Kawasaki’s Disease (KD) is an acute febrile illness of infants and children in which redness of the mucous membranes, skin and tongue are associated with swelling of the hands and feet and subsequent desquamation (peeling of the skin) of the hands and feet. Other signs include swollen lymph nodes of the neck (cervical lymphadenitis), redness and swelling of the eyes (conjuctival congestion), sores in the mouth (stomatitis) and swollen lips (chelitis). After a week or two the skin of the hands and feet begin to peel starting around the nails. Upwards of 20% of patients develop coronary artery complications, however most patients have uneventful recoveries without any long term problems.
The peak age of incidence is 1 year of age with a mean of 2.6 years and it is uncommon over 8 years of age. The cause of KD is not known and is generally seen during the winter and spring of the year. There are 3 phases of the disease.
Phase I: Abrupt onset of fever, lasting around 12 days or so, followed by most of the principal symptoms of the disease condition. This phase develops a red rash usually first seen on the palms and soles that then spreads to involve the torso within a couple days. The most common appearance is a hive-like rash; however it may also resemble measles (morbilliform rash), erythema multiforme or a scarletina like rash. It is more impressive on the hands and feet than the torso and the hands and feet generally develop some swelling as well.
Phase II: This is a subacute phase that can last around 30 days during which fever, arthritis and arthralgia, thrombocytosis, desquamation, and carditis generally resolve. This is the phase with the highest risk of sudden death. The desquamation occurs in this phase with significant peeling of the hands and feet starting at the tips of the digits. In addition most of the dangerous cardiac abnormalities occur such as dysrhythmias, heart failure and left ventricular dysfunction.
Phase III: This is the convalescent period and generally starts 8-10 weeks after the beginning of the illness; it basically starts when all symptoms resolve and lasts until all tests have returned to normal.
The diagnosis of KD depends on several criteria. First there must be an elevated temperature of greater than 102.50 F for at least 5 days; then 4 out of 5 of the following:
- Bilateral conjunctival injection (redness of the eyes).
- At least one swollen lymph node in the anterior cervical lymph nodes (the front of the neck).
- A widespread scarlet fever like erythroderma (redness of the skin), with areas of sharply marginated rash, deeply erythematous maculopapular rash and iris lesions.

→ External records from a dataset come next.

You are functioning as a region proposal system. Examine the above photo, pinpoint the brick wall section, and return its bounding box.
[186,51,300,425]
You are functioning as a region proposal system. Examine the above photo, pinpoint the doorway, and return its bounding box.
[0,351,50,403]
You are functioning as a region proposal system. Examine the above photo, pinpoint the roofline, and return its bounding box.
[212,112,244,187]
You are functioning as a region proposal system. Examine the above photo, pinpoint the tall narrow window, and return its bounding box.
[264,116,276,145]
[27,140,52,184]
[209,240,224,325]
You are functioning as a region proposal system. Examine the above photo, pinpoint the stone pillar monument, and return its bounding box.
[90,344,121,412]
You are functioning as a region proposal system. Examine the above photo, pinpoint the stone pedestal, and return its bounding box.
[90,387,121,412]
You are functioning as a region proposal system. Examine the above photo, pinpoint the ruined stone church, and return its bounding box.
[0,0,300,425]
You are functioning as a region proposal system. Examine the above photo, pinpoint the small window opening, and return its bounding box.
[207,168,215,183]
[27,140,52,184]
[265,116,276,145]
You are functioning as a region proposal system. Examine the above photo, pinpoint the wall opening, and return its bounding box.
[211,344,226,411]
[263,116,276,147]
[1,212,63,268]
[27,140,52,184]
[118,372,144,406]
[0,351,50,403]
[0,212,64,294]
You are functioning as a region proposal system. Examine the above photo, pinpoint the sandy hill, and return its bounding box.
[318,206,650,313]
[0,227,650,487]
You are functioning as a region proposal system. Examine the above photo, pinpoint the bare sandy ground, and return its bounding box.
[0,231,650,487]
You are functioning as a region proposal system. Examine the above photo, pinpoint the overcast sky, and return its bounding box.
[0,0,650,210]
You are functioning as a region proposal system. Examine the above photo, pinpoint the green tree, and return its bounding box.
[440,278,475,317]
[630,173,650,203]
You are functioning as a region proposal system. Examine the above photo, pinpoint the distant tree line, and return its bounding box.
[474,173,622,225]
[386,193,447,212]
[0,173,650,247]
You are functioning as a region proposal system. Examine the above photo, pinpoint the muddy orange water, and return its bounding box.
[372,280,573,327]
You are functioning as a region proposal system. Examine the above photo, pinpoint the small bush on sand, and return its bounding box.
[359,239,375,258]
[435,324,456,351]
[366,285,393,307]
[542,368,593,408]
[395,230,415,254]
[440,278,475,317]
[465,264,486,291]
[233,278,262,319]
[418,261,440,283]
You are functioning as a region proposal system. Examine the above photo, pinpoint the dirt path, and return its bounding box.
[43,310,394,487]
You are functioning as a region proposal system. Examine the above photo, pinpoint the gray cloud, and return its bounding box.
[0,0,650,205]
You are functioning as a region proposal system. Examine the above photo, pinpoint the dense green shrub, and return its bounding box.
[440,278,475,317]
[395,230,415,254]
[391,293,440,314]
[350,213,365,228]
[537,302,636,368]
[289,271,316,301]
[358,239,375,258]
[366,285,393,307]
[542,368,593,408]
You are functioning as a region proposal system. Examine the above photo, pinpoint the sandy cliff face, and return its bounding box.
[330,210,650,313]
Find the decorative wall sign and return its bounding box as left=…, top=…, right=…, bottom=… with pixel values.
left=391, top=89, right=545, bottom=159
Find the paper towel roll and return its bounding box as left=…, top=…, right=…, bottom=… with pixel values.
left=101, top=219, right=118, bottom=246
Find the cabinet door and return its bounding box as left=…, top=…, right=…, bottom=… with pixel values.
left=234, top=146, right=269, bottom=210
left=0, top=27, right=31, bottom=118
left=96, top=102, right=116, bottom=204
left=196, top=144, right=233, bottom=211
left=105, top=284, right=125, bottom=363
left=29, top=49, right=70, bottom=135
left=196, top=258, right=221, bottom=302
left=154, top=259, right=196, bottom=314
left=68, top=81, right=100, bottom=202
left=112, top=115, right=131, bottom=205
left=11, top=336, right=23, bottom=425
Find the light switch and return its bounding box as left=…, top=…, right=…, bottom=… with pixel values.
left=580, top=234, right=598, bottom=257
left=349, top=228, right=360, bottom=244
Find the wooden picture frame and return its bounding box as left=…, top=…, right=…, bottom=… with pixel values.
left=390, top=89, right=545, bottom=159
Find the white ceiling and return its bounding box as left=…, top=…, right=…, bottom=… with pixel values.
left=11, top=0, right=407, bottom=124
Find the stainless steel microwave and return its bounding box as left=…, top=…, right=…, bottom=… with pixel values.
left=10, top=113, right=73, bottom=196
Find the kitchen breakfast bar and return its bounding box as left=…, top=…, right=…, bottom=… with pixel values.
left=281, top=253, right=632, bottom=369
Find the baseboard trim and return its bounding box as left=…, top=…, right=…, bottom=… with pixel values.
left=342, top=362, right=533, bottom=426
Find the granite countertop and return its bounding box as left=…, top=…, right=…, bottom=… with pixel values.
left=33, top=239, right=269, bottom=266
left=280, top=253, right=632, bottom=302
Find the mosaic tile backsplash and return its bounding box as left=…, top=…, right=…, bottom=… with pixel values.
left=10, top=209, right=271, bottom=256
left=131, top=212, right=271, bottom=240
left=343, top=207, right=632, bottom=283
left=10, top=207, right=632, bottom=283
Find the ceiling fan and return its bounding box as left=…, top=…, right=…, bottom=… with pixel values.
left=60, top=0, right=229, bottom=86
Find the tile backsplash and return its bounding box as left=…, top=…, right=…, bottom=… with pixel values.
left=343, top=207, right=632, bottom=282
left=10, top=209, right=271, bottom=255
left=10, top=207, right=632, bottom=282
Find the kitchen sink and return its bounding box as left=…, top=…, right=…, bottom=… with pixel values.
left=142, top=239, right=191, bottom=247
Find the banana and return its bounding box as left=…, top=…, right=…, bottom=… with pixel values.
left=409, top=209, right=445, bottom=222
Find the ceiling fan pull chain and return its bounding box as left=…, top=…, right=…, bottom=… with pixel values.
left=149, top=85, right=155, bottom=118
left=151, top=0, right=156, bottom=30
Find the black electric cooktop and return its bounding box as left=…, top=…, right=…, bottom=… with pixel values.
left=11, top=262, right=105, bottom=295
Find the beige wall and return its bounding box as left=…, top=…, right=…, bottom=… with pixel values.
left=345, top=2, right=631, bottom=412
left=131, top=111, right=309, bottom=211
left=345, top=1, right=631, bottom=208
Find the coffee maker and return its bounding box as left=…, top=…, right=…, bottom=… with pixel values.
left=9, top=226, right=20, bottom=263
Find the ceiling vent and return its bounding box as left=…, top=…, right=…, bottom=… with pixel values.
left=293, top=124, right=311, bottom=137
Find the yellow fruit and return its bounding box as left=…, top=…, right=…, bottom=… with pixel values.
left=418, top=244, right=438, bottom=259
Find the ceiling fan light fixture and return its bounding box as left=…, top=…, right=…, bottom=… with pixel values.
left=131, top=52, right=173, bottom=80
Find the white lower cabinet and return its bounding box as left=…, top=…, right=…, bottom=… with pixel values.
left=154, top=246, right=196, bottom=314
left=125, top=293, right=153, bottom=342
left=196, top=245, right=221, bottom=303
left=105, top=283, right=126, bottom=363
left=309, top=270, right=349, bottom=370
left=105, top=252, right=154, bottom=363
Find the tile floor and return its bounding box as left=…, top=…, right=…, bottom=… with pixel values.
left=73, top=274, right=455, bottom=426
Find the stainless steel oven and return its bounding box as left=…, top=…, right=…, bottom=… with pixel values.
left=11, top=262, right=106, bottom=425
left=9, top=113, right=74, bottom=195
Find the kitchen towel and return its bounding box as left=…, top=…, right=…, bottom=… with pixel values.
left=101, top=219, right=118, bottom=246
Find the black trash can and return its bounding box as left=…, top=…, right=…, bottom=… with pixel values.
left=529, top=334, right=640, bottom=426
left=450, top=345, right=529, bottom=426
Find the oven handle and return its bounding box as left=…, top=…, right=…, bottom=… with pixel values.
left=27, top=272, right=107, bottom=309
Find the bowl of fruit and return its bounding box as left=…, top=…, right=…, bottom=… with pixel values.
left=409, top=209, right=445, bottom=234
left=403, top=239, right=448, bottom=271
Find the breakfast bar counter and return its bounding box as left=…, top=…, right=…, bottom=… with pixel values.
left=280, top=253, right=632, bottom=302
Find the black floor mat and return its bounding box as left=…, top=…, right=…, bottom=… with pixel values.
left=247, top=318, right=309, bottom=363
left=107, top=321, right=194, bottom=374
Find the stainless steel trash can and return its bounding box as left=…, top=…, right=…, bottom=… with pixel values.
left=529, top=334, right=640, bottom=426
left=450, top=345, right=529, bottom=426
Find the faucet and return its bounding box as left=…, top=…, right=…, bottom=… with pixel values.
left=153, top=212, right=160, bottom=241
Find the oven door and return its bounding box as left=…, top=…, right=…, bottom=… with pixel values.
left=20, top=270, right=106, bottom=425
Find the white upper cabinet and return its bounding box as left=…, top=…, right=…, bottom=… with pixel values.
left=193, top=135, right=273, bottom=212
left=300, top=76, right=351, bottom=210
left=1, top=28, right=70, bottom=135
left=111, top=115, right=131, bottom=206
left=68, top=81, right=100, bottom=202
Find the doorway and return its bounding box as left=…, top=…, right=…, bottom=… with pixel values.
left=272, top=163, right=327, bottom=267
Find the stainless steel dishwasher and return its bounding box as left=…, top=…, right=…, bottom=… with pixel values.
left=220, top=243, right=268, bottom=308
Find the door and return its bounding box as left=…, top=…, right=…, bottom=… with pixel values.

- At least one of the following: erythema of the palms and soles, edema of the hands and feet, generalized desquamation around the tips of the fingers and toes.
- At least one of the following changes found in and around the mouth: injected/fissured lips, injected pharynx (back of the mouth) and "strawberry” tongue (a bright red appearance of the tongue).
The majority of people with KD recover without long term complications. However about 20% of patients develop some form of vascular involvement such as: coronary artery aneurysms, myocarditis, heart attack (myocardial infarction), peripheral vascular occlusion, small bowel obstruction or stroke. Historically about 1% of patients die from complications of KD.
Early diagnosis is critical so as to try and prevent cardiovascular complications. Patients should be hospitalized during the phase I period to monitor for complications. The primary treatment is aspirin 100mg/kg/day until the fever has passed, after which the dose is reduced to 5-10 mg/kg/day until all lab tests return to normal. High dose intravenous gamma globulin (IVIG) has been used to reduce the risk of coronary aneurysms and myocardial infarction.